8話
「パパー? どこー?」
外はお祭り騒ぎになっていました。肌を突き刺す冷たい雨が降り頻る中、飛び出ていったお父様が村中で暴れ回っているようです。
現に、いま目の前でお父様の複腕にこねられて人間が変形しているところでした。
指の数も、腕の数も、足の数も、頭の数も、ありとあらゆる人間を象徴する部品が現在進行形でぐちゃぐちゃになっています。今のお父様にそっくりな見た目になっていきます。
これがお父様の魔法とでも言うのでしょうか。わたしが後ろからお父様に頭を掴まれたとき、一歩遅かったらああなっていたわけですか。
このままお父様を放置しておくとどんどん村の人が減ってしまうので、ここは先にお父様を殺してしまったほうが良いかもしれませんね。
いま襲われている人はもう手遅れです。手足の生えた肉団子になってしまいました。
「ダメだよパパ」
お父様が無差別で次の人間に目標を定めてにじり寄っていたので、横から体を当てて弾き飛ばし、よろけているところへ狙いを定め、魔法を放ちます。

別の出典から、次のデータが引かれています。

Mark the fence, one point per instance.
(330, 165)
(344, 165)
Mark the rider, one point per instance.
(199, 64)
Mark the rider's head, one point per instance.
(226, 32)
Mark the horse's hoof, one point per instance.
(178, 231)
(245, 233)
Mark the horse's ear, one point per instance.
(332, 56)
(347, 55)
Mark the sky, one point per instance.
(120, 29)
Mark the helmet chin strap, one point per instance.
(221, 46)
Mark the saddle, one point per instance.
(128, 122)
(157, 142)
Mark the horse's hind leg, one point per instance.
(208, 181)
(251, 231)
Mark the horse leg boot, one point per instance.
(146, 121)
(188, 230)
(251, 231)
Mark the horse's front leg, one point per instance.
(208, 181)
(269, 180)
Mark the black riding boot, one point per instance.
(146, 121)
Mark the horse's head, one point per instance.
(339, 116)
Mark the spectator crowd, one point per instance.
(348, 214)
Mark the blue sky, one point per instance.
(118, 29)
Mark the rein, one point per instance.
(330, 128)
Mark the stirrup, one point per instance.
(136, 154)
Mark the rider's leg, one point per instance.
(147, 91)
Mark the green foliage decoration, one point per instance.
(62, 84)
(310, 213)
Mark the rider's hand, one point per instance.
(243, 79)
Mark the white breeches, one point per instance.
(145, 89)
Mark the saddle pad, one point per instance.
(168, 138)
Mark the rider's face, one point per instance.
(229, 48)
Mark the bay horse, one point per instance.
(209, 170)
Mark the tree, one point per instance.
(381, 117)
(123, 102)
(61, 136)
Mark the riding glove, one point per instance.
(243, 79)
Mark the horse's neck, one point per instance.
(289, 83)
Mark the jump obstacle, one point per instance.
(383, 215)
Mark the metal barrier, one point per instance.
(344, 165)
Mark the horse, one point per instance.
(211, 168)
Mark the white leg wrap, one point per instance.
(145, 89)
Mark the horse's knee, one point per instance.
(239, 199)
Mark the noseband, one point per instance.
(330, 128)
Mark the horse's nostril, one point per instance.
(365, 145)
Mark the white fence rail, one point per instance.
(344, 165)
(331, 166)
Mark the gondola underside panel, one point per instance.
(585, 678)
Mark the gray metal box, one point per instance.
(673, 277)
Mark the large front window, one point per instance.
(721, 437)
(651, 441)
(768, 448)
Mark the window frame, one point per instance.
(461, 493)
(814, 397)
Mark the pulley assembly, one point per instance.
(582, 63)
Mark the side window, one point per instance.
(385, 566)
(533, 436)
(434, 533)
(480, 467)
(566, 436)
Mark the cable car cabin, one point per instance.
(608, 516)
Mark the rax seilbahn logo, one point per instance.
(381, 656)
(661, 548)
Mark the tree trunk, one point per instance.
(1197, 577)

無数にある手足のうちの一本をもぎることに成功しましたが、逃げられてしまいました。基本的な動きは緩慢なくせに逃げ足だけは異常に速いです。
少しよろける程度ではわたしの魔法で致命傷を与えられるだけの隙を作り出すことはできないようです。あれだけ手足があれば支えは充分ですからね。お父様の体勢を崩すことは困難なようです。
そしてお父様に襲われそうになっていた人の、恐怖に引き攣った声が聞こえてきました。
「ぁ……ぁ……」
「大丈夫……大丈夫だ……!」
わたしよりも小さな娘と、その父親でした。娘は父親に助けを求めるように縋りつき、父親は我が子を必死に守ろうと身を挺して覆いかぶさるように庇っています。
「いいなぁ」
わたしのお父様は守ってなんてくれなかった。それどころか傷付けた。それどころか死に至らしめた。それどころか魔人になって大量殺人鬼となった。
それどころか、それどころか、それどころか──
わたしは親子へ手の平を向けます。
「わたしにもわけてよ。すこしでいいから」
ゆっくりと近づいて、父親の肩に手を置きました。
そうしたら、腕がもげてしまいました。骨が脆いとか、そういう病気かなにかだったのでしょうか? ちょっと触っただけなのに。
「う──があぐぅぅぅ…………!!」
「おとうさん! おとうさん!!」
堪え切れず、食い縛る歯から呻き声が漏れる父親。耳障りなくらいに高い声で父親に縋り付く小さな娘。
なんでしょうか、この幸福感は。
「ありがとう、わけてくれんだ。しあわせを」
もっと。
もっともっと。
もっともっともーっと。
幸せになりたい。幸せを感じたい。
「────ふふ」
そう思った次の瞬間には、わたしの目の前に真っ赤な血溜まりが生まれて。
バラバラに引き裂いた娘のもも肉を齧って、咀嚼して、飲み込んで。
「おいしい……」
生まれてこの方食べたことなどないご馳走に、笑みがこぼれたのでした。